By Steve Siciliano
A bottle of Dow’s 1997 Vintage Port has been aging in our home wine cellar for about twelve years now. Every so often I’ll pick that bottle up and think about opening it but I always place it back on the rack. I know the wine is ready to drink now and if I was to succumb to temptation we would be entranced by its dark purple color, the aromas of licorice, chocolate and roasted coffee, and by flavors of maple syrup, blackberry and plum. But I also know that it has the potential to age gracefully for at least twelve more years and a wine like that is best enjoyed when marking a special occasion. Maybe I’ll open it when my son Chris and his fiancée Gena get married, or when Barb and I celebrate our twenty-fifth wedding anniversary, or when the Lions win the Super Bowl.
While there are many fine port style wines made throughout the world, the wines that can legally be called Porto are produced only in Portugal. The grapes are grown in the upper Duoro Valley in the north where the blazing hot summer temperatures allow them to attain high levels of sugar. Winemakers add neutral grape spirits at a certain point during the fermentation. This stops the yeast from working and results in a sweet, fortified wine. Which part of the Duoro the grapes are from and the quality of the harvest determine the style of port that’s produced—a ruby, an aged tawny, a late bottle vintage or, like that bottle aging in our cellar, a vintage porto. Vintage ports are wines of extraordinary depth and complexity that are produced only in exceptional years.
Ruby ports are the least complex and the least expensive. They are blends of young wines that are aged in oak for two to three years and are made from grapes that come from the less prestigious vineyards. While a good ruby port is a simple, straightforward wine that will not benefit from extended aging, it will entice you with it fresh berry aromas and nice red fruit flavors. Siciliano's recommends: Taylor Fladgate Fine Ruby Porto, $16.89.
Aged tawny ports are blends of wine from several, non-vintage years that are aged in barrels until they develop nutty, brown sugar and vanilla flavors and a soft, silky texture. The extended barrel aging transforms the wine from bright ruby red to the light brown, tawny color from which it gets its name. An aged tawny will usually have a ten, twenty, thirty or forty year designation on the label. This does not necessarily mean that the wine has been barrel-aged for the specified time but rather is an indication of the target age profile. In other words a forty-year-old tawny tastes like it is made from wines that are forty years old. Siciliano's recommends: Graham's 20 Year Tawny, $58.39 or Taylor Fladgate 10 Year Tawny, $32.89.

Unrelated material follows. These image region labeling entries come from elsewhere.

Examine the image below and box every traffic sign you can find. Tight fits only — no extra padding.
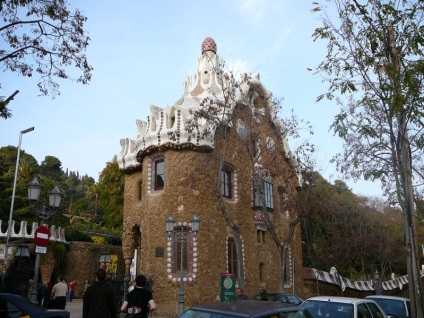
[35,246,47,254]
[34,225,50,247]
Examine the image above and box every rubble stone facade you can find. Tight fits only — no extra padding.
[118,38,304,317]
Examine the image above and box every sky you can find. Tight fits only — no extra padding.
[0,0,382,197]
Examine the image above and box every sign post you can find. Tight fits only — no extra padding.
[221,273,236,301]
[29,225,50,304]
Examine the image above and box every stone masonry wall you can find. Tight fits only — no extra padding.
[123,89,305,317]
[40,242,125,298]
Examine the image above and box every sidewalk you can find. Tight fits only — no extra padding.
[65,299,82,318]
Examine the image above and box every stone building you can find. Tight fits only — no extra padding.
[118,38,303,316]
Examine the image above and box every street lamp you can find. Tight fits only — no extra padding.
[99,252,112,273]
[27,175,63,304]
[374,270,383,295]
[27,175,63,223]
[165,214,200,316]
[1,127,34,289]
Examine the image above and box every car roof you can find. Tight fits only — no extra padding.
[365,295,409,301]
[189,300,301,317]
[306,296,372,304]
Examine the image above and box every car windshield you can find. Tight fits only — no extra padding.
[371,298,406,316]
[302,300,353,318]
[179,309,310,318]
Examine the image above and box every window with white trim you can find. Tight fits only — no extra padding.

Late bottle vintage ports (LBVs) are unblended wines from a single vintage that was a good but not great year. They are aged in oak barrels four to six years and then filtered and bottled. Thanks to the barrel-aging the wine matures more quickly, giving it to some extent the nuances of a vintage port. But LBVs lack the depth and complexity of vintage port and because they are filtered they will not benefit from extended aging in the bottle. Siciliano's recommends: Smith Woodhouse 1984 Late Bottled Vintage, $40.99.
On average, about three times a decade the Duoro will experience perfect growing conditions resulting in young wines that are almost perfectly balanced. Samples of these wines are sent to the Port Wine Institute and, if approval is given, the year is declared a “Vintage.” Vintage ports are only made from grapes grown in the best vineyards. They are aged in oak barrels for two years and are then bottled unfiltered. As the wine matures the flavors and aromas become deeper, more refined and more complex. Siciliano's recommends: Warre's 1994 Vintage Porto, $117.99.
Vintage ports are extraordinary wines that should be saved for those most special of occasions (providing you have the will power). It doesn’t look like the Lions will win the big one anytime soon, and since our twenty-fifth wedding anniversary is a still silver speck on the horizon, I guess the date Barb and I crack the '97 Dows depends on Chris and Gena.